From a clinical perspective, the addition of adolescents to the research populations for which knowledge of family history appears to have salutary effects opens the possibility that in this variable we have come upon not only an index of well-being in children [Duke] but an important developmental and clinical component of identity. While surely preliminary and in need of empirical assessment, it may be speculated that the importance of knowledge of family history may not be limited to just these early stages of life. It may, for example, be the case that in family narratives we do in fact have a figurative thread which not only holds families together, but contributes to continuity across the life spans of individual members of those families, regardless of their developmental stage. To this point in our work, we have considered the older generations of families as the sources of family information, but it may also be that they are and have been in their own lives the carriers of and the recipients of the extended family narratives.

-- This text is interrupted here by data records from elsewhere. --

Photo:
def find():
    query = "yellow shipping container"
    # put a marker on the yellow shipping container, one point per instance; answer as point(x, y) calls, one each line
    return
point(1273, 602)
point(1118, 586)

Questions that arise from such life span developmental considerations include inquiries into the reasons for parents and grandparents feeling the need to pass on family knowledge. Further, and paralleling the findings that we have reported on the benefits of knowledge of family history in children and adolescents, there is the question of whether adults who do not know their family histories and/or do not pass them on are in some way less well-adjusted, have less well-functioning families, are less resilient or have less clear identities than those who do carry and transmit their family narratives. Both developmentally and clinically, then, studies of the relationships among DYK scores and age-relevant variables at other developmental stages may be warranted. Further, yet to be tested but plausible, there is the possibility that knowledge of family history may serve useful diagnostic and/or prognostic purposes in applied settings with adults as well as children and adolescents.
Thus, although limited by a small and relatively homogenous sample, this study replicates and extends our previous findings of the power of adolescents knowing their family history. Stories of the familial past seem to provide a guide for adolescents' developing sense of self and identity beyond everyday patterns of family interaction. Through sharing the past, families re-create themselves in the present, and project themselves into the future.